An object store for variable-sized objects, which has small internal-memory space usage and still guarantees a limited number of external IO operations. For a given parameter a, the internal memory space usage is 2 + log(a) bits per block. Queries for objects of size |x| take constant time and fetch 1 + |x|/B + 1/a blocks from external memory.
Add the following to your CMakeLists.txt
.
add_subdirectory(path/to/PaCHash)
target_link_libraries(YourTarget PRIVATE PaCHash)
git clone --recursive [email protected]:ByteHamster/PaCHash.git
mkdir PaCHash/build
cd PaCHash/build
cmake -DCMAKE_BUILD_TYPE=Release ..
make -j
Alternative methods are implemented for benchmarking. You can find the full benchmark scripts in an independent repository: https://github.com/ByteHamster/PaCHash-Experiments
Method | External memory utilization | Internal memory usage | IOs per query |
---|---|---|---|
PaCHash | 100% | ~6 bits/page | 1 (variable size) |
Separator Hashing | Up to 98%¹ | ~6 bits/page | 1 |
Cuckoo Hashing | Up to 98%¹ | Constant | 2 parallel |
¹ Depending on the input distribution. The methods are originally designed for fixed size objects. Adversarial input can therefore bring the utilization down to 51% or even make construction impossible.

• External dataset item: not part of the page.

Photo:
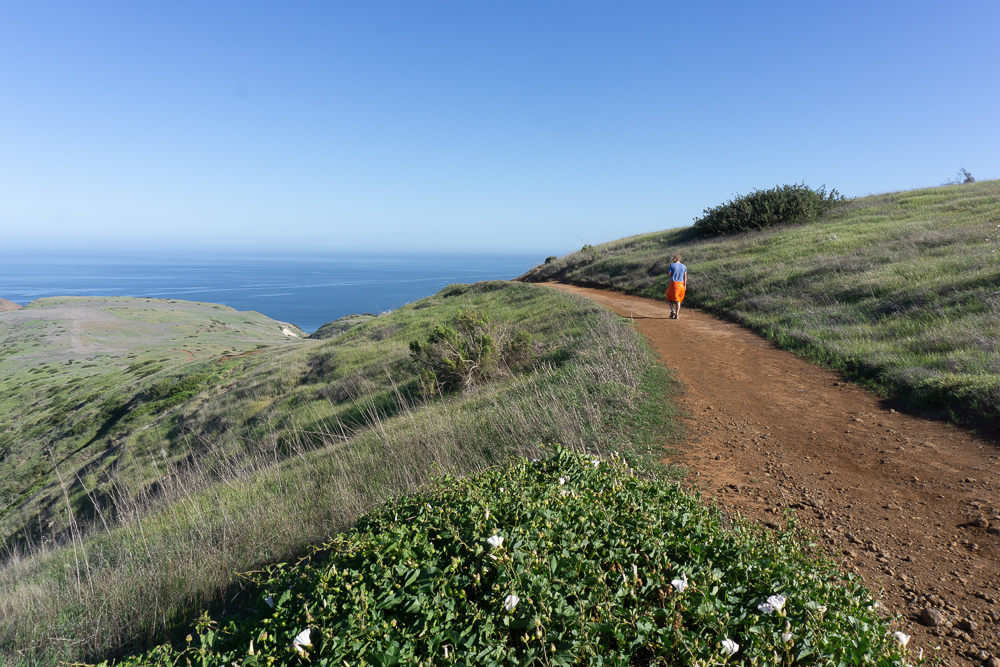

This code is licensed under the GPLv3. If you use the project in an academic context or publication, please cite our paper:
@inproceedings{kurpicz2023pachash,
author = {Florian Kurpicz and
Hans{-}Peter Lehmann and
Peter Sanders},
title = {PaCHash: Packed and Compressed Hash Tables},
booktitle = {{ALENEX}},
pages = {162--175},
publisher = {{SIAM}},
year = {2023},
doi = {10.1137/1.9781611977561.CH14}
}